Let me close up with a question I ended my first write up with: is NYCB interesting here? Honestly, I’d reiterate the answer I gave in my first write up. NYCB is probably interesting; given the deposit base and this week’s call, I’d put high odds on them making it through the current storm. Tangible book value here is ~$10/share; even if they earn nothing for the next four years (all of their earnings go to building reserves and covering losses), eventually they’ll work through the current asset base and you’d be back to a normal bank with a good deposit franchise that is probably worth around tangible book. I could easily paint a >20% IRR over a multi-year hold period with that set of facts….
But the question is simply opportunity cost.
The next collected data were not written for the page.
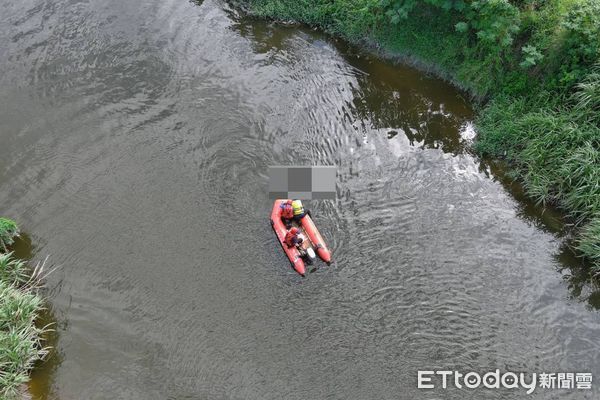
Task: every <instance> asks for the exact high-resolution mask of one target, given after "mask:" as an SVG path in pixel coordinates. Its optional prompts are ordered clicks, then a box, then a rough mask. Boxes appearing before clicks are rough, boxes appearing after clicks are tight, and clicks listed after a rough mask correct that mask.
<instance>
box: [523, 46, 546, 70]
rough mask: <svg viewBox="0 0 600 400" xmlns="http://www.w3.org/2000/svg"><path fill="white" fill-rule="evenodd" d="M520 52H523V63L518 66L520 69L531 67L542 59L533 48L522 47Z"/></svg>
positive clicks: (531, 46)
mask: <svg viewBox="0 0 600 400" xmlns="http://www.w3.org/2000/svg"><path fill="white" fill-rule="evenodd" d="M521 51H522V52H523V61H521V63H520V64H519V65H520V66H521V67H522V68H530V67H533V66H534V65H537V63H538V62H540V61H541V60H542V59H543V58H544V56H543V54H542V53H540V52H539V51H538V49H537V47H535V46H523V47H522V48H521Z"/></svg>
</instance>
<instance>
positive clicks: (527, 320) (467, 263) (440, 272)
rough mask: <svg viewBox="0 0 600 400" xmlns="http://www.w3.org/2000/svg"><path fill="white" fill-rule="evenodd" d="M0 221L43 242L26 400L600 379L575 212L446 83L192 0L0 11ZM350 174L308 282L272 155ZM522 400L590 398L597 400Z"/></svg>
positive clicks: (29, 252) (32, 245)
mask: <svg viewBox="0 0 600 400" xmlns="http://www.w3.org/2000/svg"><path fill="white" fill-rule="evenodd" d="M0 73H1V74H0V143H1V145H0V214H2V215H6V216H10V217H12V218H14V219H16V220H17V221H19V222H20V223H21V224H22V226H23V229H24V231H25V232H27V233H28V235H29V236H27V237H26V240H25V241H24V242H23V243H22V244H21V245H20V246H21V247H23V249H21V250H20V251H21V253H23V254H24V256H25V257H28V258H32V259H33V260H34V261H36V260H41V259H43V258H44V257H45V256H46V255H49V256H50V259H51V262H52V264H54V265H58V266H59V267H60V268H59V269H58V270H57V271H56V272H55V273H54V274H53V275H51V276H50V278H49V279H48V297H49V302H50V307H51V309H50V314H51V315H50V316H49V317H48V318H50V319H54V320H56V322H57V325H56V331H57V332H56V334H55V335H54V336H53V337H52V339H51V342H52V343H53V344H54V345H55V347H56V350H55V351H54V353H53V355H52V357H50V359H49V360H47V361H46V362H45V363H43V364H41V365H39V366H38V368H37V369H36V370H35V371H34V373H33V380H32V383H31V385H30V390H31V393H32V396H33V398H34V399H61V400H71V399H132V400H135V399H144V400H150V399H303V400H304V399H437V398H440V399H441V398H444V399H481V398H488V399H520V398H524V397H525V395H524V393H523V391H522V390H521V389H519V390H517V389H512V390H481V389H477V390H468V389H464V388H463V389H447V390H442V389H435V390H430V391H425V390H422V389H417V383H416V382H417V378H416V377H417V371H418V370H429V369H436V370H440V369H449V370H454V369H456V370H459V371H463V372H464V371H479V372H486V371H489V370H493V369H495V368H499V369H501V370H503V371H507V370H509V371H526V372H538V373H539V372H592V373H593V374H594V377H595V378H596V379H600V368H599V366H600V356H599V352H598V351H599V349H600V345H599V344H598V338H599V337H600V316H599V314H598V313H597V311H596V310H595V308H596V307H597V305H598V303H599V301H598V296H597V295H596V294H594V292H591V291H590V290H589V288H587V287H586V286H585V285H581V283H580V282H579V281H578V278H577V275H578V272H577V271H579V270H578V268H579V266H578V264H579V263H578V261H577V260H576V259H574V258H573V257H572V256H571V255H570V253H569V252H568V250H567V249H566V243H567V238H565V236H564V234H563V233H562V222H561V220H560V217H559V216H558V215H557V214H554V213H552V212H551V211H543V210H541V209H540V208H539V207H536V206H534V205H532V204H531V203H530V202H528V201H527V200H526V199H525V198H524V197H523V196H522V195H521V194H520V192H519V189H518V187H516V186H515V185H514V184H512V183H511V182H510V181H509V180H507V179H506V178H502V173H501V169H500V170H499V169H498V167H497V166H495V165H494V164H490V163H485V162H484V163H482V162H481V161H480V160H478V159H477V158H476V157H474V156H473V155H472V154H471V153H470V152H469V150H468V149H469V144H470V143H471V141H472V139H473V137H474V134H475V132H474V130H473V123H472V120H473V110H472V109H471V106H470V105H469V103H468V101H467V100H466V98H465V96H464V95H463V94H461V93H460V92H458V91H457V90H455V89H454V88H452V87H450V86H449V85H447V84H445V83H443V82H441V81H439V80H437V79H434V78H432V77H429V76H427V75H425V74H423V73H420V72H418V71H415V70H413V69H411V68H407V67H402V66H394V65H392V64H390V63H386V62H382V61H379V60H377V59H376V58H375V57H374V56H373V55H370V54H368V53H365V52H362V51H359V50H357V49H355V48H353V47H349V46H347V45H345V44H343V43H341V42H338V41H335V40H333V39H331V38H329V37H327V36H324V35H322V34H319V33H317V32H314V31H312V30H308V29H304V28H298V27H281V26H277V25H274V24H271V23H266V22H261V21H252V20H247V19H244V18H242V17H240V16H239V15H238V14H237V13H236V12H235V11H233V10H231V9H230V8H229V7H227V6H226V5H225V4H223V3H221V2H217V1H213V0H210V1H206V2H204V3H195V2H188V1H185V0H178V1H174V0H166V1H165V0H162V1H158V0H143V1H128V0H127V1H123V0H107V1H77V0H70V1H67V0H52V1H51V0H46V1H43V0H19V1H16V0H7V1H4V2H3V3H2V4H1V5H0ZM287 164H299V165H305V164H335V165H336V166H337V168H338V182H337V190H338V199H337V201H335V202H333V201H322V202H319V203H314V204H311V205H310V206H311V209H312V210H313V215H314V216H315V221H316V224H317V226H318V227H319V228H320V230H321V232H322V233H323V235H324V237H325V238H326V240H327V242H328V244H329V245H330V247H331V248H332V249H333V252H334V259H335V262H334V264H333V265H332V266H331V267H321V268H318V269H316V271H314V272H313V273H310V274H308V276H307V278H305V279H302V278H301V277H299V276H297V275H296V274H295V273H294V271H293V270H292V269H291V268H290V266H289V263H288V262H287V259H286V258H285V256H284V254H283V252H282V251H281V249H280V247H279V245H278V243H277V241H276V240H275V236H274V234H273V232H272V231H271V228H270V226H269V223H268V216H269V211H270V208H271V202H270V201H269V200H268V197H267V167H268V166H269V165H287ZM597 386H598V384H595V386H594V389H593V390H592V391H587V392H586V391H582V390H579V391H578V390H563V391H558V390H554V391H552V390H539V389H538V390H536V391H535V392H534V394H533V395H532V396H530V397H529V398H535V399H553V398H565V399H580V398H595V396H597V395H598V390H597V389H596V387H597Z"/></svg>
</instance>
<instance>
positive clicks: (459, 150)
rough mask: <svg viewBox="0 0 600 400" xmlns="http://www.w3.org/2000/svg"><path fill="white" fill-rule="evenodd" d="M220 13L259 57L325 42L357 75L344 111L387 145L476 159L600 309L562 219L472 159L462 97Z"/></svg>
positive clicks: (390, 64)
mask: <svg viewBox="0 0 600 400" xmlns="http://www.w3.org/2000/svg"><path fill="white" fill-rule="evenodd" d="M226 12H227V14H228V15H229V17H230V18H231V20H232V21H233V24H232V28H233V29H234V30H235V31H236V32H237V33H238V34H239V35H240V36H242V37H244V38H246V39H248V40H249V41H250V44H251V46H252V48H253V50H254V51H255V52H256V53H258V54H266V53H272V54H277V53H278V52H284V51H287V49H289V42H291V41H293V40H294V38H296V37H297V36H298V34H300V35H302V36H303V38H305V39H306V40H309V41H312V42H315V45H319V43H321V45H322V43H325V44H327V45H329V46H331V47H333V48H335V50H336V51H337V52H339V53H340V54H341V55H342V56H343V58H344V60H345V61H346V62H347V63H348V64H349V65H351V66H352V67H353V68H354V70H355V74H354V77H355V78H356V80H357V82H358V84H357V85H356V86H355V87H353V89H352V95H353V101H352V104H351V109H350V110H349V111H350V112H351V114H352V117H353V118H354V119H355V120H357V121H362V122H363V123H365V124H370V126H371V127H372V128H374V129H383V130H384V131H385V132H383V133H382V134H385V135H387V137H388V139H392V138H393V137H395V136H396V135H398V134H404V135H405V136H406V137H407V138H408V139H409V142H410V144H411V146H414V147H419V148H424V149H425V148H427V149H440V150H442V151H444V152H445V153H450V154H453V155H458V154H471V155H472V156H474V157H476V158H477V159H478V160H479V162H480V164H479V170H480V172H482V173H484V174H486V175H487V176H488V177H489V178H490V179H493V180H495V181H497V182H499V183H500V184H501V185H502V186H503V187H504V189H505V190H506V191H507V192H508V193H510V195H511V196H512V197H513V198H514V199H515V200H516V207H517V209H516V213H517V215H518V217H519V218H521V219H522V220H525V221H527V222H528V223H530V224H532V225H533V226H535V227H536V228H537V229H540V230H541V231H544V232H547V233H550V234H552V235H554V236H556V237H558V238H560V239H561V240H563V244H562V245H561V247H560V250H559V251H558V252H557V253H556V254H555V255H554V257H555V259H556V261H557V263H558V264H559V266H560V267H559V271H558V272H559V273H561V274H562V275H563V276H564V280H565V282H566V285H567V287H568V289H569V293H570V298H571V299H573V300H577V301H580V302H583V303H587V305H588V307H589V308H590V309H594V310H597V309H600V288H598V287H596V285H594V284H593V283H590V279H589V278H590V271H591V265H590V263H589V262H586V261H584V260H582V259H581V258H579V257H577V256H576V255H575V253H574V251H573V247H572V241H571V240H570V234H571V232H572V223H571V221H569V219H568V218H567V217H566V216H565V214H564V212H562V211H561V210H560V209H558V208H556V207H552V206H544V205H540V204H537V203H536V201H535V200H534V199H532V198H531V197H529V196H528V195H527V194H526V193H525V190H524V188H523V185H522V184H521V183H520V182H519V181H518V180H516V179H515V178H514V177H512V176H511V175H510V174H509V172H508V171H509V168H508V166H507V165H506V164H505V163H504V162H502V161H498V160H492V159H486V158H484V159H480V158H479V157H478V156H477V155H476V154H475V153H474V152H473V150H472V143H473V140H474V139H475V130H474V126H473V122H472V121H473V119H474V116H475V113H474V111H473V109H472V107H471V105H470V100H469V95H468V94H467V93H466V92H461V91H460V90H458V89H457V88H455V87H453V86H452V85H450V84H449V83H447V82H444V81H442V80H441V79H439V78H436V77H434V76H431V75H428V74H427V73H424V72H422V71H418V70H416V69H414V68H411V67H408V66H405V65H397V64H394V63H392V62H389V61H386V60H383V59H381V58H380V57H378V56H377V55H376V54H374V53H371V52H369V51H367V50H365V49H362V48H360V47H358V46H355V45H352V44H349V43H347V42H346V41H344V40H340V39H337V38H335V37H332V36H330V35H327V34H325V33H322V32H318V31H315V30H312V29H309V28H308V27H305V26H302V25H299V26H298V25H291V26H288V25H285V24H281V23H276V22H272V21H263V20H259V19H255V18H252V17H247V16H244V15H243V13H241V12H239V11H238V10H236V9H235V8H226Z"/></svg>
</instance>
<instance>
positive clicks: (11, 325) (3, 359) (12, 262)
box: [0, 253, 48, 400]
With the whole sector getting hammered, there are plenty of banks that don’t have any of this issues / concerns that are trading for under book value. You could easily model any of those banks for high teens annualized returns from today’s prices, and you wouldn’t be facing any of the seizure / zero risks that come with NYCB. Or you could just avoid banks all together and go find any other number of companies that are growing and trade for reasonable cash flow multiples; banks are black boxes, and (as NYCB has shown) often times you can buy a cheap black box and discover that it’s filled with something completely different than you thought!
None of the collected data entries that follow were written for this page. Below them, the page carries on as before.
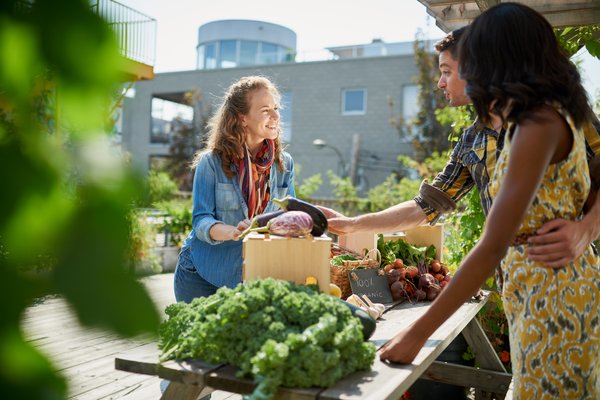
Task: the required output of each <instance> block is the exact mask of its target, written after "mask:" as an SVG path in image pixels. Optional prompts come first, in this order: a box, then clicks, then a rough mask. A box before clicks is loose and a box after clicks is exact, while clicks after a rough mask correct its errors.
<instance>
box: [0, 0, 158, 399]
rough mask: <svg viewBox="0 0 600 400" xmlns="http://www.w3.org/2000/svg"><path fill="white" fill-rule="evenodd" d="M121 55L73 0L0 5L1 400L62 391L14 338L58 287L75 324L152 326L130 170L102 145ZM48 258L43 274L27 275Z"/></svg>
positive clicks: (0, 266)
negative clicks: (71, 314) (143, 270)
mask: <svg viewBox="0 0 600 400" xmlns="http://www.w3.org/2000/svg"><path fill="white" fill-rule="evenodd" d="M121 62H122V59H121V57H120V56H119V54H118V49H117V45H116V41H115V40H114V37H113V34H112V32H111V31H110V29H109V28H108V25H107V24H106V23H105V22H104V21H103V20H102V19H101V18H100V17H99V16H98V15H97V14H95V13H94V12H93V11H92V10H91V8H90V6H89V3H88V2H86V1H82V0H63V1H51V0H39V1H32V2H17V1H10V0H6V1H3V2H2V5H1V6H0V87H1V88H2V89H1V90H0V174H1V180H2V185H3V186H2V192H3V195H2V196H0V248H1V249H2V251H1V254H0V274H2V279H1V280H0V282H1V283H0V303H1V304H2V311H3V316H2V319H1V322H0V387H2V391H3V397H5V398H10V399H28V400H29V399H41V398H46V399H58V398H64V397H66V383H65V381H64V379H63V378H61V377H60V375H59V374H58V373H57V372H56V370H55V369H54V367H53V366H52V364H51V362H50V361H48V359H47V358H46V357H45V356H44V355H43V354H42V353H40V352H39V351H38V350H37V349H36V348H35V347H34V346H33V345H32V343H31V342H29V341H27V340H26V339H25V338H24V337H23V333H22V331H21V329H20V325H19V324H20V319H21V318H22V316H23V312H24V311H25V309H26V307H28V306H29V305H30V304H31V303H32V302H33V301H34V299H36V298H39V297H42V296H44V295H46V294H50V293H53V294H56V293H58V294H61V295H62V296H64V298H65V299H66V300H67V301H68V302H69V303H70V304H71V306H72V308H73V310H74V311H75V313H76V314H77V316H78V317H79V319H80V321H81V322H82V323H83V324H84V325H94V326H102V327H107V328H109V329H112V330H114V331H115V332H117V333H120V334H123V335H134V334H138V333H141V332H154V331H155V329H156V327H157V325H158V322H159V317H158V313H157V312H156V310H155V308H154V306H153V304H152V302H151V300H150V297H149V296H148V294H147V293H146V291H145V290H144V288H143V287H142V286H141V285H140V284H138V283H137V282H136V281H135V279H134V276H133V275H131V274H130V273H129V272H128V269H127V264H128V263H127V260H126V258H127V251H128V244H129V225H128V222H127V216H128V215H129V211H130V205H131V204H132V202H133V201H134V199H135V197H136V193H137V192H138V191H139V190H140V187H141V185H140V179H139V176H138V175H137V174H135V173H133V171H131V170H129V169H127V168H126V166H125V165H124V163H123V162H122V160H121V159H120V158H119V157H118V156H116V155H115V152H114V149H113V148H111V146H110V144H109V142H108V140H107V135H106V132H107V131H108V130H109V129H110V126H109V124H110V120H111V118H110V110H111V108H112V106H114V102H115V98H114V96H112V94H113V93H114V92H115V90H116V88H118V87H119V85H120V83H121V82H120V78H121V76H120V72H119V71H122V70H123V69H121V68H120V63H121ZM40 259H51V260H53V261H52V264H53V265H52V266H53V268H52V269H51V271H50V272H49V273H48V274H32V273H28V272H27V271H29V270H31V269H34V268H35V267H36V266H37V265H39V262H40Z"/></svg>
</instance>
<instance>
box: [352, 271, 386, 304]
mask: <svg viewBox="0 0 600 400" xmlns="http://www.w3.org/2000/svg"><path fill="white" fill-rule="evenodd" d="M348 280H349V281H350V287H351V289H352V293H354V294H356V295H358V296H361V297H362V295H363V294H364V295H366V296H367V297H368V298H369V299H370V300H371V301H372V302H373V303H382V304H386V303H393V299H392V292H390V287H389V285H388V283H387V278H386V276H385V271H384V270H383V268H365V269H352V270H349V271H348Z"/></svg>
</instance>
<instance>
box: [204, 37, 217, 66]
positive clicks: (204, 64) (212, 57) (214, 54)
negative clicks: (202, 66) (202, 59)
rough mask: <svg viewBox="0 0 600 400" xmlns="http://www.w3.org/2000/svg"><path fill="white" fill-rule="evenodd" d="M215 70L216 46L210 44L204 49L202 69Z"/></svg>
mask: <svg viewBox="0 0 600 400" xmlns="http://www.w3.org/2000/svg"><path fill="white" fill-rule="evenodd" d="M215 68H217V45H216V44H215V43H210V44H207V45H206V46H205V47H204V69H215Z"/></svg>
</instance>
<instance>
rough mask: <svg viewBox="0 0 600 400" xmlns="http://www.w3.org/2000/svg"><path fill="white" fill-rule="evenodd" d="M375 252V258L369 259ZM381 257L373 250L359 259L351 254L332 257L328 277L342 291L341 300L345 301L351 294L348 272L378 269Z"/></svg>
mask: <svg viewBox="0 0 600 400" xmlns="http://www.w3.org/2000/svg"><path fill="white" fill-rule="evenodd" d="M373 252H375V254H376V258H375V259H373V258H369V255H370V254H373ZM380 265H381V256H380V254H379V250H377V249H373V250H371V251H369V252H367V254H365V256H364V257H363V258H362V259H361V258H357V257H356V256H354V255H351V254H341V255H339V256H336V257H333V258H332V259H331V260H330V262H329V277H330V281H331V283H335V284H336V285H337V286H339V288H340V289H341V290H342V298H343V299H345V298H347V297H348V296H350V295H351V294H352V288H351V287H350V280H349V279H348V271H351V270H353V269H358V268H379V267H380Z"/></svg>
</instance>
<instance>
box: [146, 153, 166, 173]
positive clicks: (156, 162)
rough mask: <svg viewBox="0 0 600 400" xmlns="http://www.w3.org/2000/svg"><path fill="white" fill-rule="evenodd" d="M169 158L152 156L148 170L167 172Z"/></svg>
mask: <svg viewBox="0 0 600 400" xmlns="http://www.w3.org/2000/svg"><path fill="white" fill-rule="evenodd" d="M169 158H170V157H169V156H164V155H156V154H150V156H149V157H148V169H151V170H153V171H166V170H167V164H168V162H169Z"/></svg>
Anyway, NYCB is a fascinating story. The bank could get seized over the weekend and all of this could look really silly…. but my guess is there’s enough equity here and the management team has done enough to get through the current crisis and let them earn their way out of it. I probably won’t do anymore updates on NYCB unless something really fascinating happens, but I wanted to provide some updating thinking on last week’s post as well as note some of the more interesting things going on here!
Hi Andrew, as a fellow investor and Substack writer, wanted to tell you I really admire you for being honest with your readers and admitting you were wrong.
My publication does not make market calls; rather, I analyze situations and let readers make their own conclusions, but you are a big inspiration to me!
> I had several friends reach out to me when they read that and walk me through the math of the portfolio, and I was flat out wrong.
Being able to say “I was wrong” shows a lot of maturity. Kudos to you.
Citrini on Forward Guidance also emphasized the need for generalist investors to talk to many experts. Thank you for sharing their insights.